By MichaelMaggs (Own work) [CC BY-SA 2.5 (http://creativecommons.org/licenses/by-sa/2.5)], via Wikimedia Commons






The difficulty of balancing the every day, modern needs of a vibrant, thriving city with this historic beauty is an ongoing issue, of course. Traffic, roads, schools, housing, office space; all are constant concerns and conflict with preserving the valuable heritage we have been entrusted with. 
Bath is one of the few cities in the world to have Unesco World Heritage status. And it has been proven that cities can lose this. Dresden, which went ahead with a modern motorway bridge development too close to the city centre, did so. 

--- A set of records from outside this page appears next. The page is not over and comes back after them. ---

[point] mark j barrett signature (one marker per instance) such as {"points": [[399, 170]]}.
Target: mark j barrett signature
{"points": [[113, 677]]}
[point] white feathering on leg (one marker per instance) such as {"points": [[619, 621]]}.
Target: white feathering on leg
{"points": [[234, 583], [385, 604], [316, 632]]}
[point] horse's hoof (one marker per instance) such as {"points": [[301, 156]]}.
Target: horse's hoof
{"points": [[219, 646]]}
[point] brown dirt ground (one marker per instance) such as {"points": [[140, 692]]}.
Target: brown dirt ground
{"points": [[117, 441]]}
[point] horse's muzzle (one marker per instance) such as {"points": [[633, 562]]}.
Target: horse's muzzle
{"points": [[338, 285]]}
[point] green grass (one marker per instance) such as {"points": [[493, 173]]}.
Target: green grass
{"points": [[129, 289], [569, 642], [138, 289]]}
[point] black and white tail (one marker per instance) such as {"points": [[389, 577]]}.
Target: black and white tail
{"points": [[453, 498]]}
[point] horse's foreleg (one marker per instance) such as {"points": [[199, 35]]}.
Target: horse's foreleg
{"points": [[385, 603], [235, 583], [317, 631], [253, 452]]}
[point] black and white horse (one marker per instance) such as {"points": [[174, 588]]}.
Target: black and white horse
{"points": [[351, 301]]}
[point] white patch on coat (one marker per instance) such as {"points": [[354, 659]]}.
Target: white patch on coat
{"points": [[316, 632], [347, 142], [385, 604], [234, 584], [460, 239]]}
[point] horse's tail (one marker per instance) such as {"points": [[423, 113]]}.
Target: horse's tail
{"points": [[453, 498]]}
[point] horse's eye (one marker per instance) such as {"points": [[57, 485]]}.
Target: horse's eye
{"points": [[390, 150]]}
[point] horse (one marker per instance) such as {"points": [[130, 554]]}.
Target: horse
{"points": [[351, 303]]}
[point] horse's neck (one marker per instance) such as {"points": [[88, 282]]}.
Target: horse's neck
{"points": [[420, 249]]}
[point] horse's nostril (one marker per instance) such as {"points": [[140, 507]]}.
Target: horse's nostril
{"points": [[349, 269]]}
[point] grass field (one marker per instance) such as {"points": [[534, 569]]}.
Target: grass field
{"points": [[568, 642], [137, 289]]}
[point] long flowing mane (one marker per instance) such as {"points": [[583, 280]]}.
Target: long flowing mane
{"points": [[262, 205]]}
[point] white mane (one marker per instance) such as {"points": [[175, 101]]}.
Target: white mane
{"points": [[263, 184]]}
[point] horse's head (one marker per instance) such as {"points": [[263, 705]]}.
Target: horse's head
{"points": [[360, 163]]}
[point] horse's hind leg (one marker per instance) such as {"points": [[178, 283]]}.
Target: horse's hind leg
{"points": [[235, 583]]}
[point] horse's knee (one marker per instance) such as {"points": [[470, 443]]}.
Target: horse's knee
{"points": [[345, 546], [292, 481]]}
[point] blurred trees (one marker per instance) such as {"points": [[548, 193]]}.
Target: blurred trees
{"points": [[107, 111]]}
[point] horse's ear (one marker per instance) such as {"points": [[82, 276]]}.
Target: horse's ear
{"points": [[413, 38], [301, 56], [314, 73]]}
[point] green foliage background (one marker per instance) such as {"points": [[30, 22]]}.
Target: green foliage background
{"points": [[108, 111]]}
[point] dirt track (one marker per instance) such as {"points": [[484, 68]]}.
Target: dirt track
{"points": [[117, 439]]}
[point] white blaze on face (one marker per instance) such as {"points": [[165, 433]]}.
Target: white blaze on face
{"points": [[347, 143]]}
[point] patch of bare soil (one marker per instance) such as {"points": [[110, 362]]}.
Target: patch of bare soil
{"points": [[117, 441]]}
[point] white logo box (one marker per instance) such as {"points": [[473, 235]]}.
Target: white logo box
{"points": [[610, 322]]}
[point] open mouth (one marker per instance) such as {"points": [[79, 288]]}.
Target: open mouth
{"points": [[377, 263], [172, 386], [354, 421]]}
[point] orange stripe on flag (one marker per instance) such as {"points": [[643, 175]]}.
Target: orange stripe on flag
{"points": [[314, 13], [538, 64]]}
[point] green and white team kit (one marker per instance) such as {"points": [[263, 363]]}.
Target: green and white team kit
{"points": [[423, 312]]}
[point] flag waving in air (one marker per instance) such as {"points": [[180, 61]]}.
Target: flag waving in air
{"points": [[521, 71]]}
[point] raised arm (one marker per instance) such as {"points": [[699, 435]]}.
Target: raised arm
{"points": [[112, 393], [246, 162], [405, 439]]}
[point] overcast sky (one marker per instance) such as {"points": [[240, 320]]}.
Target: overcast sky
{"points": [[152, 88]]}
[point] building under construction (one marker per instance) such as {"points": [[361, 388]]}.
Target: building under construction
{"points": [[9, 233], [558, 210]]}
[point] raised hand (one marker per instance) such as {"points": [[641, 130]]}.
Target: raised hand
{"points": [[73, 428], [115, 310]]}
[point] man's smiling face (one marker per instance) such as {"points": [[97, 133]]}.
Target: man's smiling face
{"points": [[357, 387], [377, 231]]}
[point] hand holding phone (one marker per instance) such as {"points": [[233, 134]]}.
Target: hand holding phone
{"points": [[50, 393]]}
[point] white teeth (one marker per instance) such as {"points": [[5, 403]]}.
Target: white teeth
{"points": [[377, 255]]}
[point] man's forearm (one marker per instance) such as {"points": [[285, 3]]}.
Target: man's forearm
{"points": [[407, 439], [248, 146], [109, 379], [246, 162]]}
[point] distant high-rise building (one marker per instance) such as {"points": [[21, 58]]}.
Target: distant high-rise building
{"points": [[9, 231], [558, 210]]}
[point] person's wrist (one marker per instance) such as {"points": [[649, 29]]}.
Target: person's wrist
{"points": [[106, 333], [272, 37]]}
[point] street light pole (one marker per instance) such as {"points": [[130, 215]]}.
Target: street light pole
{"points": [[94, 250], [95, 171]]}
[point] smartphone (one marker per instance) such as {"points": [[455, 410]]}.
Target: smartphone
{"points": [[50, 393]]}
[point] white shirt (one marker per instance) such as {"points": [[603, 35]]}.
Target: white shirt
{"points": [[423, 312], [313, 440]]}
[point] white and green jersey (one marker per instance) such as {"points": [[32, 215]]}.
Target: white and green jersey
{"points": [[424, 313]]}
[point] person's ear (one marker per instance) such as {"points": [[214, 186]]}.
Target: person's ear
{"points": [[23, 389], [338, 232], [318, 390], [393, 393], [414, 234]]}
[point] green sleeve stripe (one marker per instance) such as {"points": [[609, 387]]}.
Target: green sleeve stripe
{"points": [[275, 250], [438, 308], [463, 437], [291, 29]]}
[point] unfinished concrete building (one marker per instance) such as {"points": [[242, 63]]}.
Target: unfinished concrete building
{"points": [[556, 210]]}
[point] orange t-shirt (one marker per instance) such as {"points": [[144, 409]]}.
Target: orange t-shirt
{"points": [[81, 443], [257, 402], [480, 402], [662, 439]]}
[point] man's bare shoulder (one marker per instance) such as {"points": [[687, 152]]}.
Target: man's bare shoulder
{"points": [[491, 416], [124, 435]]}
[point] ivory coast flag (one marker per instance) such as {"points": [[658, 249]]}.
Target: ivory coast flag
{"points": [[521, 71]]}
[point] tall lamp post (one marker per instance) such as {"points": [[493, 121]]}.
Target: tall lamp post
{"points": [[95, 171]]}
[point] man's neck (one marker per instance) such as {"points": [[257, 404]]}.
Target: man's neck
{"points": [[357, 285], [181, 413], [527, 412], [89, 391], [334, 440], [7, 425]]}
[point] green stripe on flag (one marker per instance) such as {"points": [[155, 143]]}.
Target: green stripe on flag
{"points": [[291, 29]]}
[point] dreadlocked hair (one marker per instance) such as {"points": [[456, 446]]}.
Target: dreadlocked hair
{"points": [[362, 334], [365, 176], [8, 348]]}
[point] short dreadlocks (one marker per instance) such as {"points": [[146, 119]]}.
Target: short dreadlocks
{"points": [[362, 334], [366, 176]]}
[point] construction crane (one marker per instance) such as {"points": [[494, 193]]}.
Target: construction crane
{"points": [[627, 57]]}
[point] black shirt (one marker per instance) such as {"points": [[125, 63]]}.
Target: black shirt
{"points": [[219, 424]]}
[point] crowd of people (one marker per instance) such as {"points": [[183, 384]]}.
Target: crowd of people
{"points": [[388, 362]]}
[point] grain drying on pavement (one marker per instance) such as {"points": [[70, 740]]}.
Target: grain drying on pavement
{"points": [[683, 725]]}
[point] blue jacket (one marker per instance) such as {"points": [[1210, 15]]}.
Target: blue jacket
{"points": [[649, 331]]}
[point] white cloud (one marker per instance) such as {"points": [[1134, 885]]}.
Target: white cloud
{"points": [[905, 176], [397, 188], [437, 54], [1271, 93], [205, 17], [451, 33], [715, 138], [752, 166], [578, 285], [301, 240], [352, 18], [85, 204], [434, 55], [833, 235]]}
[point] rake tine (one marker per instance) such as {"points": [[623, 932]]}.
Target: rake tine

The new shopping centre that was opened in Southgate, Bath, in 2009 was aruguably an improvement on the hideous 1960s monstrosity it replaced. But it fails to do one thing that the old shopping centre maintained - the buildings are too tall and visitors can no longer see out over the hills around the city from the centre of the development - something that has always been a feature of the city. 
Now the new Riverside development of thousands of flats (many bought by overseas investors and standing empty, but that's a whole other issue) are threatening the status all over again. Tall, brash and modern, and very close to the Georgian city centre, they can be seen from every vantage point, a raw eyessore. There has been little space planned in to plant cover which would soften the appearance over time. 
Now the city council want to build a Park and Ride to the east of the city, concreting over beautiful green belt, another site that will be very visible from many vantage points; a gleaming sea of cars by day and empty tarmac by night.
Bathampton Meadows



I know a balance needs to be struck, and proponents of development say we can't live in a museum. But my inclination is to say, why not? There are other modern cities you can choose to live in if you want that. I think we are risking our beautiful city and its outstanding reminders of its past. The city in which I set my novel The Girl in the Mask, was built over and adapted by the Georgians. Perhaps people felt even then it was being damaged. But what was built was high quality, was outstandingly beautiful and has endured. Somehow, I don't think the Park and Ride and the Riverside are going to be drawing tourists in 200 years time.